FTVMS 101 - Notes - Week 8

Ben-Hur (William Wyler, USA, 1959, MGM)

Lecture outline by Dr Nabeel Zuberi

 

1.

Changes in the Hollywood Studio System in late 1940s and 1950s that shape the film text

The Paramount Decrees—end of studios owning theatres

Rise of independent producers

Actors can make non-exclusive contracts with studios and independent producers

The widespread take-up of television as a domestic audiovisual medium

Studios rent out their lots and equipment for independent producers

Studios involve themselves in television production and sell their back catalogue of films to television networks

 

2.

Introduction of new technologies to compete with the increase in television sets and the decline of the film industry

Emphasis on differentiating film product and the experience of film-going from television viewing.

The use of colour, Cinemascope and other widescreen formats, as well as short-lived ‘gimmick’ technologies.

Emphasis on spectacle—exotic locations, lavish costumes and action

 

3.

Biblical Epic as genre-- Film as spectacle

masculine genre/male melodrama

women marginalised in narrative

homosociality, homoeroticism and homosexuality in the text.

Homoerotic desire is sublimated in a ‘spiritual’ or ‘holy desire for Jesus

 

4.

Ben Hur as ‘historical film’

The cultural context of the 1950s

The Cold War: US Empire vs. Soviet Empire

The Biblical Epic tended to play out the Cold War contest between the ‘good, moral USA’ and ‘the bad, immoral USSR’ as a contest between the ‘good’ Jews and Christians and the ‘bad’ Egyptians or Romans.

Anti-Communism & McCarthyism

HUAC, the Blacklist and Naming Names

Ben-Hur (like Spartacus) is a liberal text that re-inflects the imperial contest of most conservative Biblical epics.
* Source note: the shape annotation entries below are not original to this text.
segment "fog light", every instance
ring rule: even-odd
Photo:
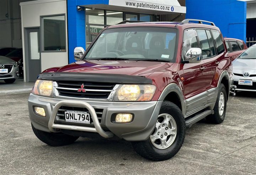
[[[116,116],[116,121],[120,123],[128,123],[132,120],[133,115],[131,114],[118,114]]]
[[[45,111],[43,108],[38,106],[34,106],[34,111],[36,114],[42,116],[42,117],[45,117],[46,115],[45,114]]]

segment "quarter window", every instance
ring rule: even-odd
[[[199,47],[197,37],[197,34],[195,29],[188,29],[184,31],[182,55],[183,60],[185,60],[185,55],[190,49]]]
[[[210,49],[211,55],[211,56],[213,56],[214,55],[217,55],[216,54],[216,50],[215,50],[215,47],[214,46],[214,43],[213,43],[213,39],[212,35],[211,34],[210,31],[207,30],[206,34],[207,34],[207,38],[208,38],[208,41],[209,41],[209,44],[210,44]]]
[[[240,50],[240,48],[238,46],[238,44],[236,42],[231,41],[230,42],[230,43],[231,45],[232,51],[233,51],[233,52],[237,51]]]
[[[218,55],[220,54],[225,51],[224,45],[223,44],[222,38],[220,33],[217,30],[211,30],[213,34],[213,39],[217,47],[217,51]]]
[[[240,47],[242,48],[242,50],[244,49],[244,43],[239,41],[238,41],[238,44],[239,45]]]
[[[42,17],[42,51],[66,51],[64,15]]]
[[[229,53],[230,52],[230,49],[229,49],[229,45],[228,42],[225,42],[225,44],[226,44],[227,49],[228,49],[228,53]]]
[[[210,45],[205,30],[200,29],[197,29],[197,31],[200,43],[200,48],[202,50],[203,58],[210,57],[211,54],[210,50]]]

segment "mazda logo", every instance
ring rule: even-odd
[[[248,77],[249,76],[250,76],[249,72],[245,72],[244,73],[244,77]]]

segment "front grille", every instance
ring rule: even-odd
[[[56,82],[58,95],[68,98],[84,98],[92,99],[107,99],[115,84],[110,83],[82,82],[73,81]],[[85,92],[78,90],[83,84]]]
[[[99,120],[100,123],[101,122],[101,117],[102,117],[102,113],[103,113],[103,109],[95,109],[96,114],[98,117],[98,119]],[[82,111],[86,112],[87,113],[90,114],[90,112],[88,109],[86,108],[79,108],[76,107],[70,107],[70,106],[62,106],[59,109],[56,117],[55,118],[56,121],[55,122],[57,124],[67,124],[70,125],[81,125],[84,126],[85,125],[90,125],[91,126],[94,126],[93,122],[92,121],[92,119],[91,118],[91,115],[90,114],[90,121],[91,121],[91,123],[89,124],[81,124],[79,123],[74,123],[73,124],[71,124],[72,123],[70,122],[66,122],[65,120],[65,111]]]
[[[238,84],[238,81],[234,81],[234,85],[236,86],[237,89],[256,90],[256,82],[252,82],[252,86]]]
[[[234,75],[236,75],[237,76],[239,76],[240,77],[244,77],[244,75],[242,74],[239,74],[239,73],[234,73]],[[250,75],[250,76],[249,76],[248,77],[256,77],[256,75]]]
[[[0,74],[2,74],[1,73],[0,73]],[[0,76],[0,78],[8,78],[9,77],[12,77],[12,75],[2,75]]]
[[[4,65],[4,68],[3,69],[8,69],[8,73],[0,73],[0,75],[3,75],[4,74],[6,74],[6,73],[9,73],[11,72],[11,69],[12,68],[12,66],[13,66],[12,65]],[[1,69],[1,68],[0,68]]]

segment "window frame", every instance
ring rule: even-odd
[[[64,16],[65,18],[65,50],[44,50],[44,23],[43,23],[43,18],[45,17],[53,17],[54,16]],[[67,51],[68,48],[67,47],[67,38],[66,38],[66,13],[60,13],[54,15],[43,15],[40,16],[40,27],[39,29],[39,32],[40,33],[40,36],[41,38],[40,38],[40,47],[41,50],[41,53],[59,53],[59,52],[67,52]]]
[[[211,32],[211,34],[212,34],[212,36],[213,37],[213,40],[214,42],[213,43],[214,44],[214,46],[215,46],[215,48],[216,49],[215,50],[216,51],[216,53],[217,53],[217,55],[216,55],[216,56],[222,54],[223,52],[224,52],[226,51],[226,49],[225,49],[225,45],[224,45],[224,43],[225,42],[225,40],[223,38],[223,37],[222,36],[222,34],[221,32],[219,30],[217,30],[216,29],[209,29],[210,30],[210,31]],[[216,42],[215,41],[215,39],[214,39],[213,38],[213,34],[212,34],[212,31],[213,30],[214,30],[216,31],[218,31],[219,33],[220,34],[220,36],[221,37],[222,40],[222,43],[223,44],[223,47],[224,48],[224,50],[223,52],[222,52],[221,53],[220,53],[219,54],[218,53],[218,47],[217,47],[217,43],[216,43]],[[226,50],[227,53],[228,53],[228,51]]]
[[[208,36],[207,36],[207,33],[206,33],[206,30],[209,31],[210,31],[210,33],[211,35],[212,36],[212,38],[213,39],[213,47],[214,48],[214,49],[215,49],[215,52],[216,52],[216,54],[214,55],[213,55],[212,56],[210,56],[210,57],[207,57],[206,58],[202,58],[202,60],[212,58],[213,58],[213,57],[215,57],[215,56],[217,56],[219,54],[218,54],[218,50],[217,50],[217,46],[216,45],[216,43],[215,43],[215,42],[214,41],[214,39],[213,38],[213,36],[212,33],[212,30],[211,30],[211,29],[209,29],[209,28],[199,28],[199,27],[197,27],[196,28],[194,28],[195,29],[196,29],[196,30],[197,32],[197,29],[204,30],[204,31],[206,31],[206,37],[207,37],[207,39],[208,40],[208,43],[209,44],[209,46],[210,46],[210,43],[209,43],[209,38],[208,38]],[[200,40],[199,40],[199,39],[198,38],[198,34],[197,34],[197,35],[198,35],[198,36],[197,37],[197,42],[198,43],[198,47],[199,47],[198,48],[200,48],[200,49],[201,49],[201,48],[200,47]],[[225,47],[224,48],[224,50],[225,50]]]
[[[237,44],[238,49],[239,49],[239,50],[236,50],[235,51],[234,51],[234,50],[233,50],[233,49],[232,49],[232,46],[231,45],[231,43],[230,43],[230,42],[235,42],[236,43],[236,44]],[[236,52],[236,51],[240,51],[240,50],[244,50],[244,49],[242,49],[242,48],[241,48],[240,45],[239,45],[239,44],[238,44],[238,43],[237,42],[237,41],[236,40],[229,39],[228,40],[228,43],[229,43],[229,50],[230,50],[230,53],[235,52]],[[231,50],[232,50],[232,51],[231,51]]]

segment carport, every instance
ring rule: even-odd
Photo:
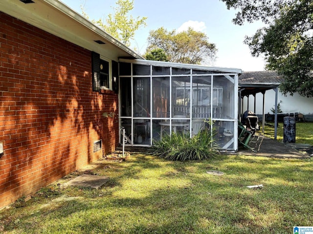
[[[263,95],[262,112],[262,132],[264,132],[264,123],[265,121],[265,94],[268,90],[271,89],[275,91],[275,117],[274,117],[274,139],[276,140],[277,135],[277,94],[278,86],[282,80],[277,73],[274,71],[264,71],[260,72],[244,72],[239,77],[239,107],[238,119],[241,120],[243,113],[246,110],[244,110],[244,101],[245,98],[247,98],[247,109],[255,112],[256,106],[256,95],[261,93]],[[254,105],[253,109],[249,107],[249,98],[251,96],[254,98]]]

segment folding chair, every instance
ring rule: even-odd
[[[246,129],[243,124],[238,121],[238,141],[245,148],[249,149],[254,152],[260,150],[261,144],[263,141],[264,136],[261,134],[255,134],[255,132]]]

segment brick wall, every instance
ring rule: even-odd
[[[101,117],[117,96],[92,92],[90,51],[1,12],[0,29],[1,208],[113,150],[118,126]]]

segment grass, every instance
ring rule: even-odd
[[[281,234],[313,226],[311,160],[221,156],[181,162],[138,154],[96,165],[87,173],[110,177],[102,188],[63,188],[79,173],[72,174],[0,211],[3,233]],[[262,189],[246,187],[259,184]]]
[[[262,128],[262,126],[261,126]],[[284,123],[279,123],[277,127],[277,140],[282,141],[284,136]],[[266,136],[274,138],[274,124],[266,125],[264,134]],[[313,145],[313,122],[297,122],[295,125],[295,142]]]

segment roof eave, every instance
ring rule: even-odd
[[[124,62],[133,62],[134,63],[140,63],[143,65],[153,65],[155,66],[162,66],[164,67],[175,67],[181,68],[190,68],[193,69],[200,69],[207,71],[214,71],[217,72],[223,72],[229,73],[241,74],[242,70],[239,68],[229,68],[219,67],[209,67],[206,66],[190,64],[187,63],[179,63],[176,62],[164,62],[160,61],[154,61],[145,59],[128,59],[120,58],[119,61]]]

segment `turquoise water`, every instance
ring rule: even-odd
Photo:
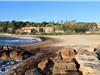
[[[32,44],[40,42],[40,38],[16,38],[16,37],[8,37],[8,36],[0,36],[0,46],[18,46],[25,44]]]

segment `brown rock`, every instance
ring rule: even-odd
[[[63,59],[73,58],[77,54],[76,50],[72,48],[63,48],[59,53],[61,54]]]
[[[42,60],[39,64],[38,67],[43,71],[44,68],[46,67],[46,63],[48,62],[48,60]]]

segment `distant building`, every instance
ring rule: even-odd
[[[52,26],[49,27],[22,27],[20,29],[17,29],[17,33],[31,33],[31,30],[35,29],[38,33],[44,32],[44,33],[52,33],[54,31],[54,28]]]
[[[31,33],[31,30],[33,29],[33,27],[22,27],[21,29],[17,29],[17,33]]]
[[[96,23],[97,24],[97,28],[100,28],[100,23]]]
[[[45,33],[52,33],[52,32],[54,32],[54,28],[53,27],[45,27],[44,32]]]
It criticises the naming of names that took place during the anti-communist witch-hunts of the late 1940s and 1950s

 

5.

The representation of Jesus and the Passion

Contemporary anxieties about presenting too ‘feminized’ a Jesus on screen in the Biblical Epic.

The spectacle of Jesus ‘suffering for our sins’ on the cross (which is one of the most powerful and popular spectacles in the history of the world) is displaced and substituted by repeated scenes of other men suffering throughout the film. The film largely withholds the ‘visual pleasure’ of the crucifixion, an image oft repeated and central to Christian iconography.

 

MANY BOOKS ON THE TOPICS ABOVE ARE AVAILABLE IN THE SHORT LOAN COLLECTION UNDER THE COURSE NUMBER AND NAME.